Trout fishing can be as economical or as expensive as you care to make it. It can be easily tailored to any budget. If you care to spend less than $20 for equipment or as much as several thousand, it can be accomplished. Here is a list of the most economical items in a package, which is ideal for a child, or even an adult, to get to enjoy the pleasure of fooling the trout. The package consists of:
3 piece cane pole with line: $5.00.
Handful of assorted dry flies: $7.00.
Cheez-Whiz sandwhich: $1.00.
Beating the recession by going trout fishing on a budget: Priceless.

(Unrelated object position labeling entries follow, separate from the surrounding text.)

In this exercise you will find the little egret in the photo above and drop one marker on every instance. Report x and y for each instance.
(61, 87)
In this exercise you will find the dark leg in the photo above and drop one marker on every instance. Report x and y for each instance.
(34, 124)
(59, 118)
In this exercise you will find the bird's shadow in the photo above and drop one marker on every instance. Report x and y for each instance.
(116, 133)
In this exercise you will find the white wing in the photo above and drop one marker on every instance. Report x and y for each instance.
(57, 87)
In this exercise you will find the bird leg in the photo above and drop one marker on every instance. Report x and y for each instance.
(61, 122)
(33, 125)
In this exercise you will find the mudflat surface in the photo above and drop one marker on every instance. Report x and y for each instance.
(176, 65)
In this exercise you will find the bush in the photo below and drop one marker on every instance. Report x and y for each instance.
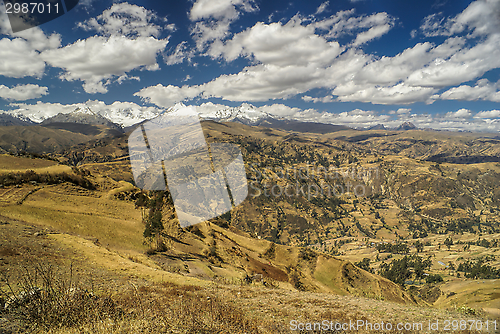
(433, 278)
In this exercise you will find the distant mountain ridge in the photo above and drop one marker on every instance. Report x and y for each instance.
(9, 120)
(81, 116)
(125, 118)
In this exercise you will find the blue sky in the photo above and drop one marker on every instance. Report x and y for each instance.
(355, 62)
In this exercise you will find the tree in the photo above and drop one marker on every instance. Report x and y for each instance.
(448, 242)
(364, 264)
(419, 246)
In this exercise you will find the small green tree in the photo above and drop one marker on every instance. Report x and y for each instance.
(448, 242)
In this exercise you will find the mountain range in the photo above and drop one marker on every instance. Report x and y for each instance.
(126, 118)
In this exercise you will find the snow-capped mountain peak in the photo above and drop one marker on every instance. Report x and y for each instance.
(245, 113)
(84, 110)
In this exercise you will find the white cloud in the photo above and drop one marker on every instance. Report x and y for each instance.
(167, 96)
(123, 113)
(397, 94)
(322, 8)
(483, 90)
(98, 60)
(124, 19)
(20, 52)
(488, 114)
(372, 33)
(219, 9)
(324, 99)
(215, 18)
(22, 92)
(459, 114)
(479, 18)
(403, 111)
(282, 45)
(180, 54)
(129, 43)
(280, 110)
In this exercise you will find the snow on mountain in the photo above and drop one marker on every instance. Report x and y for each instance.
(122, 113)
(245, 113)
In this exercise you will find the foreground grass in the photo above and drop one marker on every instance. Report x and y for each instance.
(67, 305)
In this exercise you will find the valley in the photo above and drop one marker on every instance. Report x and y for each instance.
(327, 217)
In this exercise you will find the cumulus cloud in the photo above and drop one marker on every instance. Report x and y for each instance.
(124, 113)
(128, 44)
(479, 18)
(124, 19)
(488, 114)
(282, 45)
(322, 8)
(483, 90)
(214, 17)
(459, 114)
(20, 52)
(22, 92)
(167, 96)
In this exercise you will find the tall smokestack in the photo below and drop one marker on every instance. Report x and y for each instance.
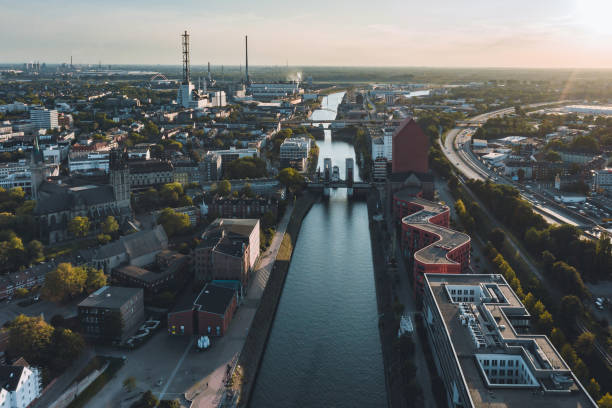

Recession got you down? The best entertainment during a recession is, of course, trout fishing. First, there is the need to get your mind off of your frustations. Nothing like the rushing water on a stream to accomplish that. Second, there is the fact that trout are one of the few things that don't worry about the economy. They don't stop feeding just because the stock market is sputtering. Third, you don't have to spend gobs of money to get started. Here are some tips for trout fishing on a budget:
Use inexpensive equipment: The first choice is to borrow someone else's equipment. A lot of people have old equipment they're not using anymore, and you may be able to borrow it. If you choose to borrow a spin cast rod and reel combo, then you can purchase a few hooks and bait or a couple of spinners, and you're good to go. However, you need not buy the bait or the spinners, if you choose to use live bait. (Dig up some worms or collect some hellgramites.)
The least expensive equipment to purchase is a cane pole, usually costing around $5.00. You will only need a few feet of standard monofilament on the end of it, a dry fly attached to the end of the line, and a small stream with large rocks to hide behind. Hide behind the rocks and dangle the fly just over top of the water, letting it land on the water and float downstream. The fly can be dangled above the water as well, in a figure eight motions, and the trouf will jump as high as he can to get it. Sometimes it will take him more than one try!
It's possible to use old tennis shoes (or sneakers, depending on what area of the country you're from) and shorts, in lieu of wading boots and waders. However, either glue carpet on the bottom of the shoes or be prepared to get wet by falling in to the cool refreshing mountain water. Athletic footwear has nowhere near the gripping power as felt soled boots (which are falling out of favor because of their abilty to spread unwanted organisms among trout streams).
You can make due without a fishing vest by wearing shorts with numerous zippered or buttoned pockets. For years, my Dad has even used a free, promotional carpenter's apron he got from a hardware store. It can be spray painted in your favorite camo colors. (Insider tip: make sure your small plastic tackle box, your nail clippers and your needle nose pliers are tied to the apron if you're prone to falling in the stream.)
Pack a lunch, consisting of a piece of fruit, crackers, and a sandwhich. One of troutu's staff even brings Cheez Whiz sandwhiches. Can you say "Low Budget?" Bring a bottle of water (or two) to wash it all down.
Find a couple of fishing buddies to carpool with, to share the gas, and you're good to go and remember to always have a license, and practice safety and catch and release as well!